Eagles report card

January 21, 2009|by Les Bowen

Daily News Eagles beat writer Les Bowen offers his grades on the 2008 season:

Quarterback

Donovan McNabb broke his own single-season passing-yardage record and, perhaps even more notable, he stayed healthy. He also went through a horrible slump that could have cost the Eagles a playoff berth, and his regular-season passer rating of 86.4 was mediocre. McNabb gets extra points for being much better in the playoffs, and for bouncing back from being benched. Sure would have been nice to hear him acknowledge the benching spurred him on, though.

Kevin Kolb, we still don't know anything about, even though we want to pretend we do.

GRADE: B-

Running back

Maybe the most troubling part of the postmortem following Sunday's loss in the NFC Championship Game was how Andy Reid insisted Brian Westbrook was OK in the postseason. Westbrook sure didn't look OK, in running 12 times for 45 yards Sunday, or in much of the previous playoff action, or in most of the regular-season contests.

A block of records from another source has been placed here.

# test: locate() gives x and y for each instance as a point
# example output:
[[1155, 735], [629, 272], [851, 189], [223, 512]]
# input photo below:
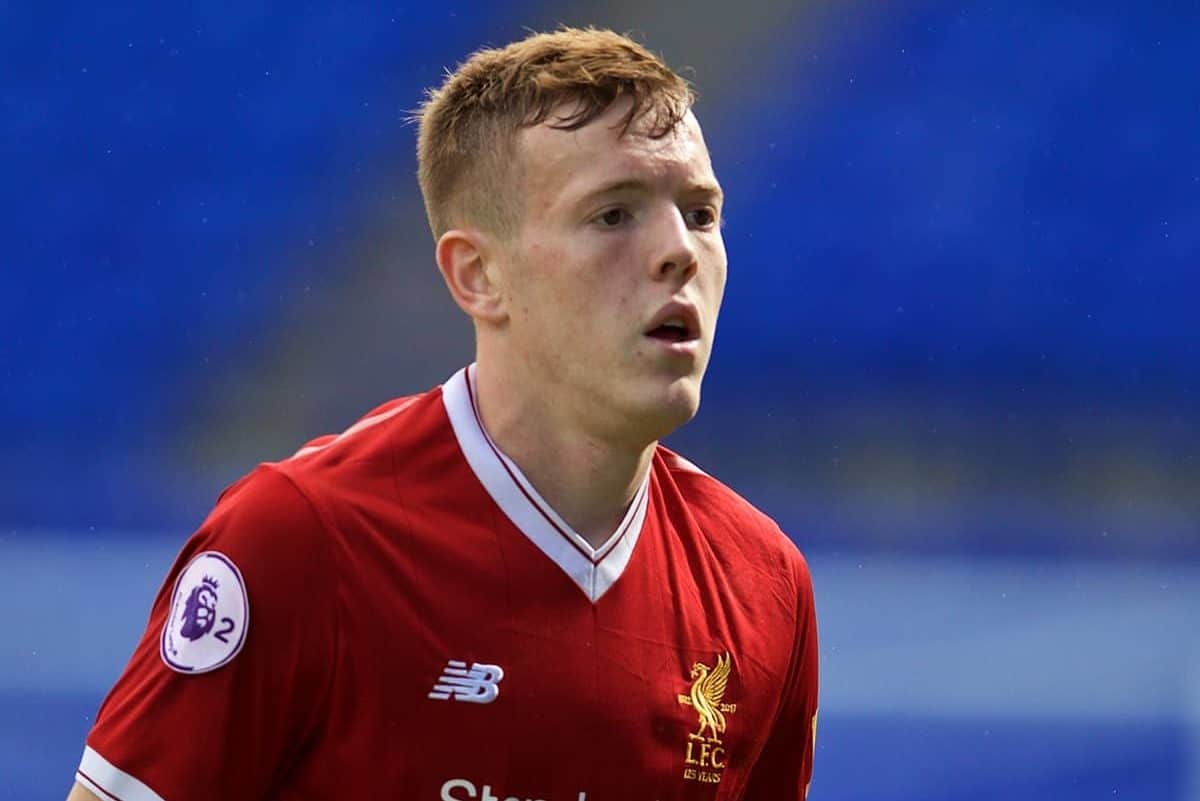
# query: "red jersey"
[[395, 613]]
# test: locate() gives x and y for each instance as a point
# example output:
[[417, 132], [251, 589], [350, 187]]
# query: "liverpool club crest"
[[705, 751]]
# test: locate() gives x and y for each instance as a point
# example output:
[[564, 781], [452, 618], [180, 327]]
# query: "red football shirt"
[[395, 613]]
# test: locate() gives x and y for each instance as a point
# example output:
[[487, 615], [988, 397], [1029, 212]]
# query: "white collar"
[[594, 570]]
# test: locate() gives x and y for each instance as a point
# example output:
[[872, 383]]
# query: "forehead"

His 4.0 yards per carry in the regular season was seven-tenths of a yard off his career average, his average of 7.4 yards per catch was 1.8 off his career mark. I think it had to do with injuries and blocking, but at 29, with a chronic bad left knee, can you just assume Westbrook becomes a Pro Bowl-quality back again next season?

Why the Eagles don't use Correll Buckhalter more is a mystery, but at 30 I don't see Buck suddenly becoming a difference-maker. The Eagles need to find one, though. And a fullback.

GRADE: C-

Offensive line

I guess pass-blocking and run-blocking really are totally different skills, because the Eagles were good at one and terrible at the other.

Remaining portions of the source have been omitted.